- Title Charlie's Angels: Full Throttle
- Director McG
- Year 2003
- Run time 1hr 45m
- Genres Adventure, Action, Comedy
- Tagline This summer the angels are back
The Angels, three investigative agents who work for the Charles Townsend Detective Agency, return for another high-octane series of adventures as they investigate the theft of a database of witness protection profiles, after five of the people on the list are murdered. They're aided by a new Bosley, in an adventure which pits them against a fallen angel, their old nemesis, the Thin Man, and others.

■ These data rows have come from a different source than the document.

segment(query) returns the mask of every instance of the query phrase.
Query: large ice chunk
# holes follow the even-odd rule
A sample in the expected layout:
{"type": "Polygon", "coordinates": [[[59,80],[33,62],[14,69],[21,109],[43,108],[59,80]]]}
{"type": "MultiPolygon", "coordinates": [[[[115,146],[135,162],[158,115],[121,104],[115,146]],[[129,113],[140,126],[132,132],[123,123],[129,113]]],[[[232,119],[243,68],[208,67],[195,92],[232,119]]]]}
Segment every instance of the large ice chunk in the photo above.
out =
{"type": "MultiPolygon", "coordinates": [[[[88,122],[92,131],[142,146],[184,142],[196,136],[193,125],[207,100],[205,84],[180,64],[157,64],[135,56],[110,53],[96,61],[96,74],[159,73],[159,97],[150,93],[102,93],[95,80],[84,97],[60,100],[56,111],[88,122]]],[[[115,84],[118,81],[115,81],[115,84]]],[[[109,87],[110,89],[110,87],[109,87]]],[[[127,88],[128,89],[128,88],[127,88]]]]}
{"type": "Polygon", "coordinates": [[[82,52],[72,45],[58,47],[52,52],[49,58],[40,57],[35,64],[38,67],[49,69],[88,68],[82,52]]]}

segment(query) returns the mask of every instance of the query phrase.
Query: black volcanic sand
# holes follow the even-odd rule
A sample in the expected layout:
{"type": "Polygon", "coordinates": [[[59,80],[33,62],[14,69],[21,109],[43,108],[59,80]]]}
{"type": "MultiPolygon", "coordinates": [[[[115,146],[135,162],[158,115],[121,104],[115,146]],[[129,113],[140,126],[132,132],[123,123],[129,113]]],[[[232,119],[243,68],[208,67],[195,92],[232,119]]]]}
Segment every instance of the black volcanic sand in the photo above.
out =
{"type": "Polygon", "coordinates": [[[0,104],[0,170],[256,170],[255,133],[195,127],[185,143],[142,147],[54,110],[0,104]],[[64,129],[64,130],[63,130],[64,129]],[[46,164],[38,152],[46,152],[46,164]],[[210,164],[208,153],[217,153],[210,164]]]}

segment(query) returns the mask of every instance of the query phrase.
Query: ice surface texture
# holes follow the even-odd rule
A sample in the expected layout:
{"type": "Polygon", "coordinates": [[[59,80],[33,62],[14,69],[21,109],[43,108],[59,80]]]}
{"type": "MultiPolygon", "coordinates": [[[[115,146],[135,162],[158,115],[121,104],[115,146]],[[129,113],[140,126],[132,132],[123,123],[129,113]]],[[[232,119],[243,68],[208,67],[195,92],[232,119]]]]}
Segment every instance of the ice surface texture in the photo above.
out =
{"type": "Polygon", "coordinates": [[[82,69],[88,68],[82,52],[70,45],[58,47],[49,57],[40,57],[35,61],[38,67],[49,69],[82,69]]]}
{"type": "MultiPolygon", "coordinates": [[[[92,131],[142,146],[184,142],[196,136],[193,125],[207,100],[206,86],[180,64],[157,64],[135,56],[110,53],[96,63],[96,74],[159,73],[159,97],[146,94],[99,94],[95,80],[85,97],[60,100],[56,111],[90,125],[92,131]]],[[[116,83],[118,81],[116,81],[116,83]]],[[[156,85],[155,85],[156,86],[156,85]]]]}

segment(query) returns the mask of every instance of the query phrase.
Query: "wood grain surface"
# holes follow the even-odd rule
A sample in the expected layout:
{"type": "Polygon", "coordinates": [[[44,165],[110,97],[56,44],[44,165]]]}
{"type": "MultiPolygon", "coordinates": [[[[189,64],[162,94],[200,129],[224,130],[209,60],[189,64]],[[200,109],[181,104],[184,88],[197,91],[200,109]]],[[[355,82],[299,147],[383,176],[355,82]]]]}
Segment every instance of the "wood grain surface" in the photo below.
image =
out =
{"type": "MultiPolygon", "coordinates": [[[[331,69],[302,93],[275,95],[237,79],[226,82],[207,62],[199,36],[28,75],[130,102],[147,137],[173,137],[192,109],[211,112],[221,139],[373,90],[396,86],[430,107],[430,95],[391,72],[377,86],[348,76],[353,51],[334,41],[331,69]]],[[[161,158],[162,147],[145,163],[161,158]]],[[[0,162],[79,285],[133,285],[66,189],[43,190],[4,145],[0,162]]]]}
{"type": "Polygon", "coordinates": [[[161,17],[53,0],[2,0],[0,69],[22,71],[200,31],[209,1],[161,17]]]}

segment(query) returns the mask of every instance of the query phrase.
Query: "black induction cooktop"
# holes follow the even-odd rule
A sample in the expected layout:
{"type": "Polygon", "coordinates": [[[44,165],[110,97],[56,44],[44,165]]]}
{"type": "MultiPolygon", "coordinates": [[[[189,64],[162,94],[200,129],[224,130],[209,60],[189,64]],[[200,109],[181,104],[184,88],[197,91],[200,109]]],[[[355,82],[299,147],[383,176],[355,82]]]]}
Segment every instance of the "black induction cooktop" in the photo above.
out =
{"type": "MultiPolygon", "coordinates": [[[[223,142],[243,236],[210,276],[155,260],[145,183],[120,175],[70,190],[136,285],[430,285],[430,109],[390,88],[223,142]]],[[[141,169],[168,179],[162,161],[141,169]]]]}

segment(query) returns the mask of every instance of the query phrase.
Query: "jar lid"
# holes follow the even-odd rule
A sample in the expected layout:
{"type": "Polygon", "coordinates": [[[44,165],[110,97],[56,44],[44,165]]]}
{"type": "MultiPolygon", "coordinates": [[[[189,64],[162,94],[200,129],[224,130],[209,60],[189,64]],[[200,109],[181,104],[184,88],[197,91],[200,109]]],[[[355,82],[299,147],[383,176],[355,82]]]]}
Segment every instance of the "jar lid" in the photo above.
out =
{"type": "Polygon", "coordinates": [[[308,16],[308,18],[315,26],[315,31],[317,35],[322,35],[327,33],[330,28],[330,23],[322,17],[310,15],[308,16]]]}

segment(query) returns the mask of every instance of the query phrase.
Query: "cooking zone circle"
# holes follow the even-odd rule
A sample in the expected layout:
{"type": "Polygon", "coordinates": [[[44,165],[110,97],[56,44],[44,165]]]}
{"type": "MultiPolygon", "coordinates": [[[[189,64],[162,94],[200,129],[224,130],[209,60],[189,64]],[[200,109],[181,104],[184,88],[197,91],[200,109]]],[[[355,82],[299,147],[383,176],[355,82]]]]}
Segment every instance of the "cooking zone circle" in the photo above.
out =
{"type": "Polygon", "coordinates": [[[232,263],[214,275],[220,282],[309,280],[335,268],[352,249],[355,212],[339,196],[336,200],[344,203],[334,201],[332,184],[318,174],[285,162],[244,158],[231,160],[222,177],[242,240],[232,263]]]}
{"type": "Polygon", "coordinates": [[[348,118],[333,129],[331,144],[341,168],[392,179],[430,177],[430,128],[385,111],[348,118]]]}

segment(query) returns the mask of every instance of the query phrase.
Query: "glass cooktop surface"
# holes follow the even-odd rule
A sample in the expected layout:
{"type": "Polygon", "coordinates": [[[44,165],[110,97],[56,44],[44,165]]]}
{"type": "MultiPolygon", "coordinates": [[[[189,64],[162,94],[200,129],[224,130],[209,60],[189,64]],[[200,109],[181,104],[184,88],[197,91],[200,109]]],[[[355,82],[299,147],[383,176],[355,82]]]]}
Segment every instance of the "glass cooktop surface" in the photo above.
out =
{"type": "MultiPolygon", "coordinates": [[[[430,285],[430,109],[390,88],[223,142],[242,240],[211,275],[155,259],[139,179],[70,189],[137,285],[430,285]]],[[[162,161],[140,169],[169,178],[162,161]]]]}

|3:27||What the hellsticks is going on?|
|6:50||Don’t you just hate it when plan b is to jump out of a window.|
|8:32||That is potentially worse than the helicopter flying through the Channel Tunnel.|
|11:48||I like “now they work for me” as an explanation. Pretttty vague.|
|14:19||Rydell High?? Wait a minute.|
|23:09||Jesus, anyone who’s anyone is in this movie. I don’t understand it.|
|26:29||“You always fall for the bad guy.”|
|33:46||Love that she’s doing bike tricks in the middle of a mission.|
|41:36||I don’t… is the reference because they’re nuns? Then I wouldn’t say Lonely Goatherd was the right tune.|
|50:36||There’s women being awesome and then there’s women jumping out of a statue naked for no reason.|
|52:16||Poor Justin’s accent wandering all over the place. Scotland, Ireland, same thing, right?|
|58:17||Dude just walked through a wall of fire though.|
|1:02:58||Trust Matt Le Blanc and John Cleese to steal the show.|
|1:11:13||“This is some bullshit.” Never has there been a truer word spoken in a movie.|
|1:17:23||She should know better than that, to leave them without checking.|
|1:24:31||It’s hard to take him seriously as a bad guy when he looks just like Marti Pellow.|
|1:35:12||How did they get rid of their injuries in time for the premiere?|
Right, so we watched this because the first one was okay, it has Demi Moore added to the fun, and we wanted to check it off the list before watching the reboot with Elizabeth Banks. We’re completionists like that.
Oof, I really wish we hadn’t bothered. It was so bad. It felt like I was living inside a teenage boy’s head - women in skimpy clothes, in cartoon-style fights, with bikinis and fast cars and explosions and a story that makes no sense. Far too many famous people kept popping up for no apparent reason, and it was just… awful. The music was occasionally good but mostly bad as it would pop up to highlight a super cheesy moment. Flashdance, when they’re welding, etc. Once or twice is okay, but every single time.
This is definitely one of those films where you end it thinking about the time you’ve wasted watching it.